Often a promise in the Bible does have an obvious contemporary application because of a great fulfillment in Christ or a continuing meaning in the modern age. "Honor your father and your mother, so that you may live long in the land the Lord your God is giving you" (Ex. 20:12), for example, does have contemporary application (though not an exact one), as is apparent from its citation by Paul in Ephesians 6:4.

But the practice of claiming biblical promises without reference to their redemptive-historical context generally reveals a disregard for the hermeneutical principles that should obtain. God's will -- thelema -- has been made clear in the Scriptures; He has revealed His preference, His wishes, for the way we should conduct our lives.

It requires effort to understand and absorb God's wishes, but they are not obscure; the process of studying His Word reveals all His will (2 Tim. 2:15) and no "cat-and-mouse" game is necessary.

It is no surprise, therefore, that Paul commended the Ephesian elders "to God and to the word of his grace, which can build you up" (Acts 20:32), and that he commended the Scriptures to Timothy as all he needed for growth and ministry (2 Tim. 3:15-17). Finding God's will is a matter of understanding His Word.

Quite simply, good students of Scripture become sound decision-makers...

It must be said there is often a temptation to avoid the effort involved. In the words of a popular proverb, there is no feast without a sacrifice. Understanding God's Word is a lifelong process, never complete of course, but the effort is richly repaid in the ability it brings to choose God's will.

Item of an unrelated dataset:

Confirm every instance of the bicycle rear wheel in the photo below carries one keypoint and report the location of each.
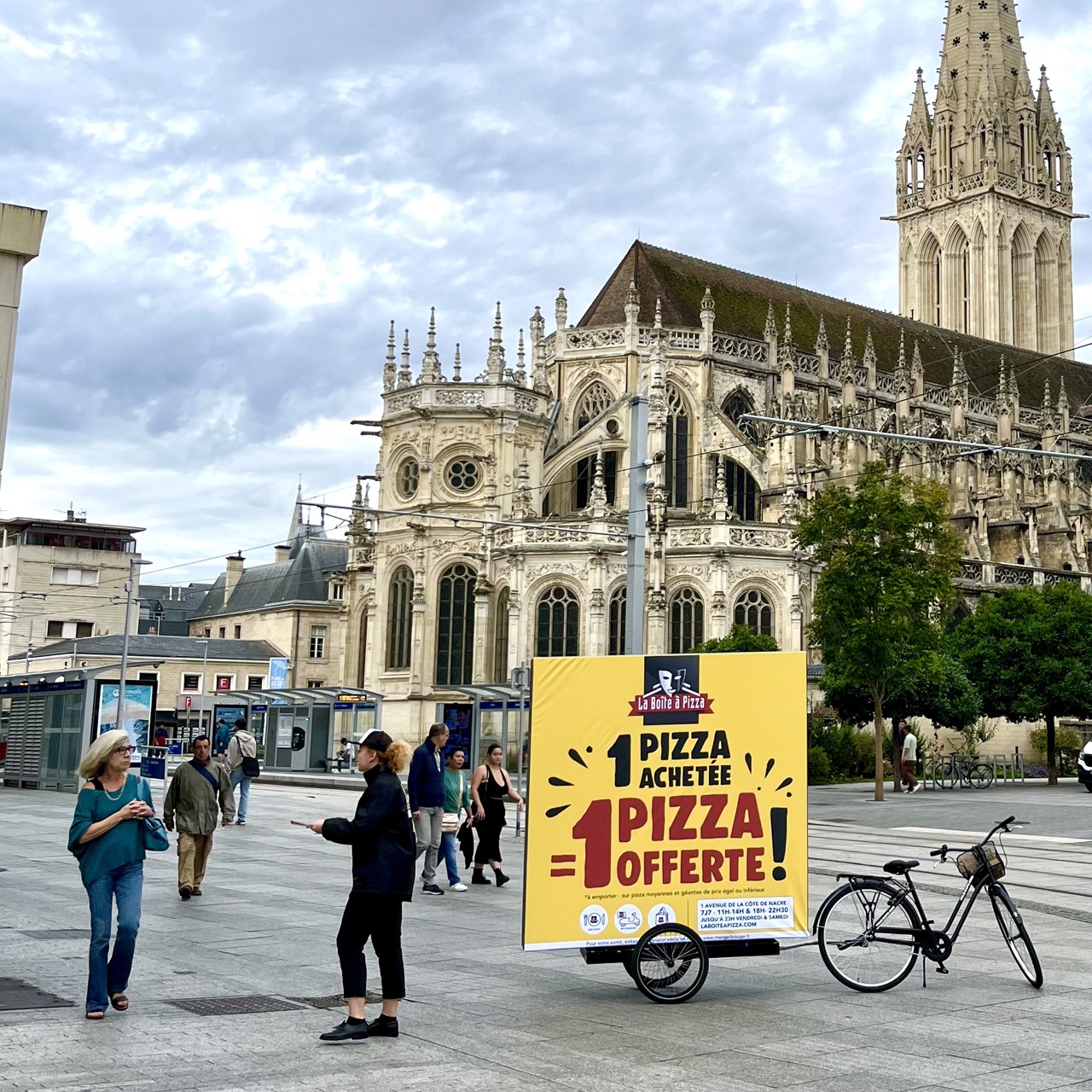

When we consider great and godly people in the church, those who have evidently lived out God's will with all its satisfaction and fruitfulness, we find invariably that they have been assiduous students of Scripture with a passion to understand it correctly.

Implicit in this pursuit of biblical understanding is the commitment to obey God's will. Study is not merely for the purpose of savoring doctrine in the abstract. The industrious searching for biblical truth, the daily meditation on the Word, and the striving for sound interpretation are useful only if driven by a desire to please the Lord, to submit to His wishes.